R is very acquired taste - or rather you struggle through until you can memorize all the gotchas. For people who are not doing doing data analysis as a full time and perhaps only job, remembering intricacies of R is going to be deal breaker. Personally I would shift towards Python unless there are exclusive packages in R that you have to have it - and that's becoming rarer by the dat. Combined with iPython Notebook and recent wave of migrations of packages to Python, I see little need to deal with R on regular basis.
Thanks for introducing me to iPython Notebook. I had never heard of this, but it looks very promising. The browser-based interface does not look as polished as R's studio application and I'm a bit confused why this functionality is not in the Qt console, but I'll check it out nonetheless.

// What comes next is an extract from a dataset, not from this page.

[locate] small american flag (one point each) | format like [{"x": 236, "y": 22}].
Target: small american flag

Much of python's power for data science comes from the scipy/numpy libraries and the tools built on top of them. Unfortunately, installing these requires first installing a bunch of fortran libraries. Fortunately, There is a free distribution of python that comes with them and comes with a package manager you can use to install python libraries that have C extensions. You can also install R packages and use them from iPython notebook. https://store.continuum.io/cshop/anaconda/
(!) sqldf works with H2, MySQL and PostgreSQL too - its not limited to SQLite. (2) Most alternatives to SQL available in R don't work well with complex multi-way joins. You wind up materializing the full outer join first which can be quite problematic. (3) sqldf is fast enough and R is slow enough that quite often sqldf is faster than base R so if R is fast enough for you then its likely that sqldf is too. (4) The speed is often the last thing you need to worry about. The ability to express a query in a familiar way (if you know SQL) is often the more important consideration than having to learn a new system.
There are lot's of ways of doing things in R, and I am always learning. I always use vectorized functions when I do something to every row in a data.frame, but when I want to do something to every column, like here, I sometimes use for. How would you use something like plyr here, and would it be as easy to understand?

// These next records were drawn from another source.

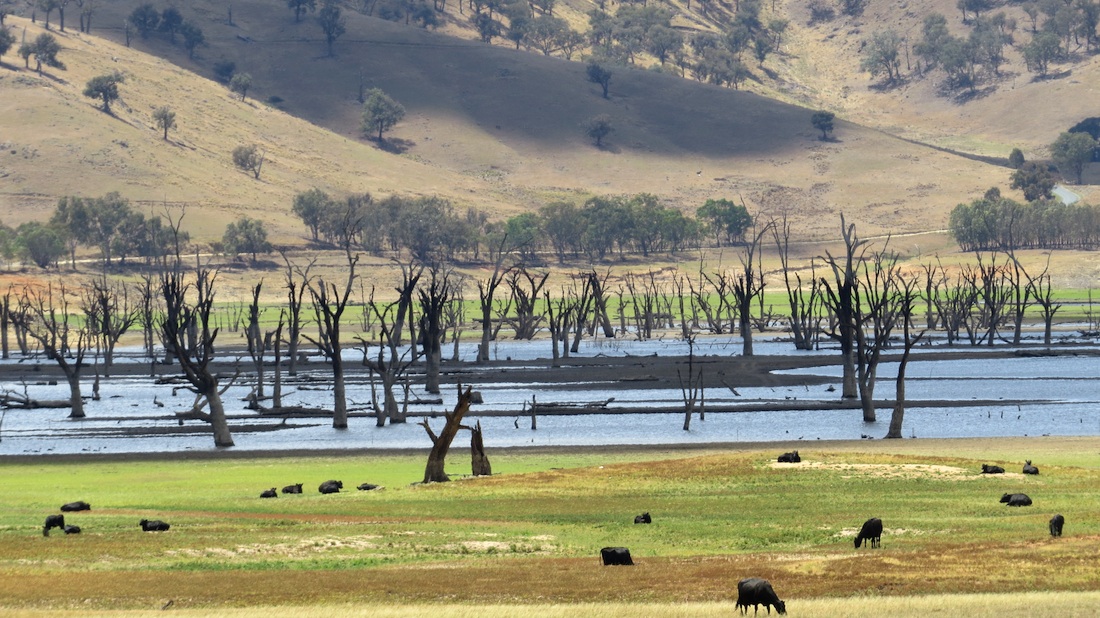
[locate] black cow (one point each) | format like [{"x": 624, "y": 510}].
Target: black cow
[
  {"x": 757, "y": 592},
  {"x": 871, "y": 531},
  {"x": 53, "y": 521},
  {"x": 616, "y": 556},
  {"x": 1015, "y": 499},
  {"x": 1056, "y": 523},
  {"x": 153, "y": 526}
]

likertcat <- c("1"="Not at all", "2"="To a small extent", "3"="To some extent",
"4"="To a moderate extent", "5"="To a large extent")
for(e in names(db[,9:44])) {
db[[e]] <- revalue(db[[e]], likertcat)
db[[e]] <- ordered(db[[e]], levels= c("Not at all","To a small extent",
"To some extent","To a moderate extent","To a large extent"))
}
db<-data.frame(replicate(44,1:5))
likertcat <- as.ordered(c("Not at all", "To a small extent", "To some extent",
"To a moderate extent", "To a large extent"))
db[ ,9:44] <- lapply(db[,9:44], function(x) likertcat[x])
* Function arguments are always passed by value. Objects are copied if they are modified in a function.
* Function arguments are lazy evaluated.
* Watch out for automatic factor conversion when importing data. R will display your string data as text, but behind the scenes it will treat it as an integer.
* R is slow. Really, really slow. All your intensive calculations should be handled by libraries written in C, Fortran or some other compiled language. Your R code should be mostly for glueing things together.